His argument relies on basic supply and demand: with fewer projects underway, material prices should level off, and labor should become more available. Projects that have been shelved due to high costs might move forward if expenses drop enough to meet minimum return requirements.

This dynamic is crucial for Northern Nevada, which, according to Stoever, continues to see strong demand but lacks the cost environment to bring new supply to market. “We grew by, I want to say, 110,000 people in the last 10 years,” Stoever says, referencing a roughly 20 percent population increase in a metro area of about 600,000. “Multifamily, like I said, very low vacancy, very low supply coming online.”

Demand Is Not the Problem

Stoever is clear that Northern Nevada’s development freeze is not due to weak demand. He says industrial space is predominantly spoken for, with most properties in key areas sold out. Multifamily housing remains in short supply, with vacancy rates at historic lows.

“We have everything that people want,” Stoever says, listing Lake Tahoe, outdoor recreation, and the Truckee River as draws for residents and businesses. “It’s just difficult. The barriers to entry are supply.”

He frames the central issue as one of cost, not market appetite. If construction costs decline as building activity remains low, he expects a surge in new projects from developers who have been waiting on the sidelines.

Looking Ahead to 2026

If Stoever’s cost-deflation scenario plays out, Northern Nevada could see significant development within the next 12 to 18 months. Lower construction costs would unlock a backlog of shelved projects, leading to a sharp increase in building activity.

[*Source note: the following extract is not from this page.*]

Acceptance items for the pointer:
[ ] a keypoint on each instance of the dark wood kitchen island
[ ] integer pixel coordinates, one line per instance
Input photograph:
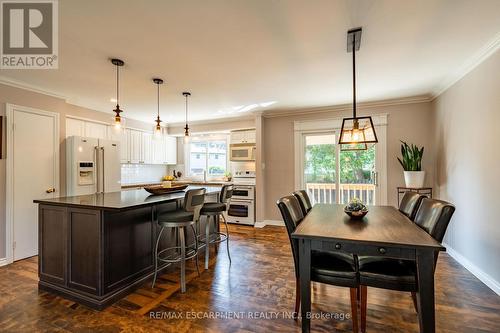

This effect would be most pronounced in markets like Northern Nevada, where demand remains strong but new supply has stalled due to high costs. The 80 percent drop in permits points to a large pool of potential projects that could move forward quickly if the economy improves.

However, Stoever’s outlook depends on whether a national construction slowdown leads to meaningful cost reductions. Material prices, labor rates, and overhead do not always drop in step with reduced demand, especially if supply chains remain disrupted or labor markets stay tight.

Navigating the Current Market

Colliers, under Stoever’s leadership, is focusing on financially feasible projects despite high costs. “My business is up again, because I only focus on things that I know I can get done,” Stoever says. “If there’s a way, there’s a will. If I can show people that this was going to work, I show them the fundamentals of the area, I get stuff done.”

By concentrating on deals with strong fundamentals and reliable financing, firms like Colliers can keep some transaction activity going even as most of the market remains stalled. This approach may offer a blueprint for developers and brokers facing similar cost pressures.

The next several quarters will reveal whether Stoever’s prediction holds. If construction costs fall as he anticipates, Northern Nevada’s steep decline in building permits could reverse, with developers moving quickly to launch projects that have been on hold. If not, the region may continue to see limited new development despite strong demand.

For now, the future of Northern Nevada’s development pipeline hinges on whether a national slowdown can deliver the cost relief needed to reignite building activity. Stoever and his firm are preparing for that possibility, ready to act if and when the numbers finally make sense.